Ha ha, find your own hotty, leave my Jackie alone. I was gonna ask you if you wanted to kill some fish. I got some near shore spots I never hit up yet. I think we should bring fixings for ceviche and just pig out all weekend


----------



## jjam (Dec 9, 2007)

Congratulations to Zack, achieved his helo wings and off to a great career flying/serving de' Great USA Military...Am very proud to know that young rosey cheek smiling fella and will miss him on Wed night's "one & done"! 

God Bless him and may he maintain air under his blades!:thumbup:

Jimmy


----------



## bite me fishing team (Feb 13, 2013)

:thumbsup:yep you still got a ride clay doh,talked to kevin, we'll be there,we'll still do some fishing and just have a party.:thumbup:


----------



## below me (Jan 13, 2012)

Clay-Doh said:


> Ha ha, find your own hotty, leave my Jackie alone. I was gonna ask you if you wanted to kill some fish. I got some near shore spots I never hit up yet. I think we should bring fixings for ceviche and just pig out all weekend



don't put so much mango in the ceviche this time.

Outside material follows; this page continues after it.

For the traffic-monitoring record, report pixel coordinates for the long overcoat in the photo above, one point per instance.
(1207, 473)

let's talk about spearfishing. give me a call some time this week.


----------



## below me (Jan 13, 2012)

jjam said:


> Congratulations to Zack, achieved his helo wings and off to a great career flying/serving de' Great USA Military...Am very proud to know that young rosey cheek smiling fella and will miss him on Wed night's "one & done"!
> 
> God Bless him and may he maintain air under his blades!:thumbup:
> 
> Jimmy


he's gone for a couple weeks and will be back for a couple of days before he heads out to California. maybe we can get some people together for one of those nights he's here for a couple drinks?


----------



## below me (Jan 13, 2012)

forecast sucks. guess it's a bust. i'm making other plans. thanks for trying, clay. let's look forward to the spring.


----------



## Clay-Doh (Oct 2, 2007)

Yeah, I didn't have time to get on here yesterday, but with chance of rain all the days, 20 knot winds, and 4-6 for seas, it's definitely a bust. We will make the spring event the best yet, which will be the 10th, and will call for extra celebration!


----------